Na escola, um dos idealizadores do projeto foi o professor de matemática, que
tinha por objetivo montar canteiros com formas geométricas e estender o ensino
de geometria além da sala de aula. Desse modo, seriam implantados alguns
canteiros com plantas medicinais e os demais preenchidos com as plantas
escolhidas pela escola de acordo com seu projeto inicial. Entretanto, em
novembro a liberação da área da praça pela prefeitura ainda não havia sido
realizada. As mudas já estavam preparadas para o plantio e não era mais possível
aguardar a liberação da praça, assim, foi necessário encontrar um outro
local para implantar o jardim. Diante dessa dificuldade, foi
discutida com professores e funcionários da escola a possibilidade de
implementar o jardim em outro local. Como o trabalho foi iniciado no Clube de Mães
e sua sede possui um quintal pouco aproveitado foi sugerida a implantação do
jardim neste local. No Clube de Mães são realizados encontros semanais, troca
de experiências e de conhecimentos são realizadas durante a confecção do
artesanato e a criação do jardim poderia estabelecer a troca de conhecimento
sobre plantas, fator importante para que este conhecimento não se perca.
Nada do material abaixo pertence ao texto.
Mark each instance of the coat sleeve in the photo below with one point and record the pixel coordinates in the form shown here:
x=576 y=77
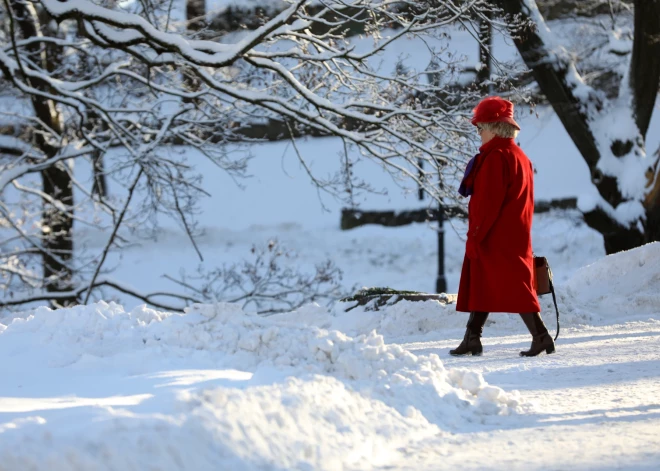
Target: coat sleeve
x=490 y=191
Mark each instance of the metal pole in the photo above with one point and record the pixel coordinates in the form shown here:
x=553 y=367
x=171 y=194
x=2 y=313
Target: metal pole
x=441 y=281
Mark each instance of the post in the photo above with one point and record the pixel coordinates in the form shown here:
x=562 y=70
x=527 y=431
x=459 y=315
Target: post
x=441 y=281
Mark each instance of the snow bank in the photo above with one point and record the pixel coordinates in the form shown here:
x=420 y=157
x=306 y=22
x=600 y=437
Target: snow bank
x=622 y=286
x=299 y=396
x=618 y=288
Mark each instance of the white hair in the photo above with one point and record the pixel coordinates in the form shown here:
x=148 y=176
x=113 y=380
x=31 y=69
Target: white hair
x=500 y=129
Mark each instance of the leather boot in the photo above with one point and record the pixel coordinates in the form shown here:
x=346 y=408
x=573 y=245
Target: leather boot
x=471 y=344
x=541 y=339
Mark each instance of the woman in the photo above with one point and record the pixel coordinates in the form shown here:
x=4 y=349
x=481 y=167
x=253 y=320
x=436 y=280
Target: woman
x=498 y=273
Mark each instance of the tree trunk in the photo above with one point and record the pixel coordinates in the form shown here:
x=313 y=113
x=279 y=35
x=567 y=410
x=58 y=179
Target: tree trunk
x=196 y=14
x=558 y=79
x=57 y=219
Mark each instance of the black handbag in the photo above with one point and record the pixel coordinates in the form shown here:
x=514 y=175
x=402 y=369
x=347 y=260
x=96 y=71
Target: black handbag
x=543 y=283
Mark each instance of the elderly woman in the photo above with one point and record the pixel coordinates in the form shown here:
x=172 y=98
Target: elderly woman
x=498 y=272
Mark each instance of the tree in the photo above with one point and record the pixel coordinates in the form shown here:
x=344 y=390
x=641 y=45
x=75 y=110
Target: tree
x=115 y=81
x=608 y=130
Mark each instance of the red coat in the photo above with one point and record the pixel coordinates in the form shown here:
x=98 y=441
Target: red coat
x=498 y=265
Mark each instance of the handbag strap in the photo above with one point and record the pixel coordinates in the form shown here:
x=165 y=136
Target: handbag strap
x=554 y=300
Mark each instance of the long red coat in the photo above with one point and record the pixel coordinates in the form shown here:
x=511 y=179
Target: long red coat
x=497 y=273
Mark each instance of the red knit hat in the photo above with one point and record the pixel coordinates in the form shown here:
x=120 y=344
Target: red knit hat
x=494 y=109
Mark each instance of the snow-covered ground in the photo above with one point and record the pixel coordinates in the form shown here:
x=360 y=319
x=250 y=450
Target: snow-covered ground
x=96 y=387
Com a implementação do jardim no Clube de Mães não foi possível o
envolvimento direto dos alunos no plantio das mudas em razão do pouco tempo que
tivemos para a realização dessa tarefa. Os alunos participaram apenas da
inauguração do jardim, através de uma dinâmica planejada para esse dia. Essa
atividade requeria do aluno a identificação da planta estudada na sua sala de
aula: os alunos foram convidados a encontrar as plantas no jardim para fixar
placas em formato de margaridas contendo os nomes populares. Neste mesmo dia
também foram desenvolvidas oficinas artesanais na escola, com a utilização de
sementes e materiais recicláveis, sendo confeccionados pelos alunos diversos
objetos como portas-treco, caixinhas de presente e porta retratos. O
conhecimento dos alunos sobre as plantas medicinais O primeiro questionário foi aplicado
no início dos trabalhos na escola aos alunos de 4º a 8º série com idades
entre 9 e 15 anos com o objetivo de realizar um diagnóstico sobre o
conhecimento das plantas medicinais. Os dados mostraram que 76,6% dos alunos
possuem plantas em casa, sendo que as mais citadas foram: alecrim (Rosmarinus
officinalis L.), boldo (Plectranthus barbatus), capim-cidreira (Cymbopogon
citratus), erva cidreira (Lippia alba), e hortelã (Mentha villosa
Huds). A totalidade dos alunos (100%) conhece algum tipo de planta e 64,3% já
tiveram informações sobre elas antes desta pesquisa ser desenvolvida.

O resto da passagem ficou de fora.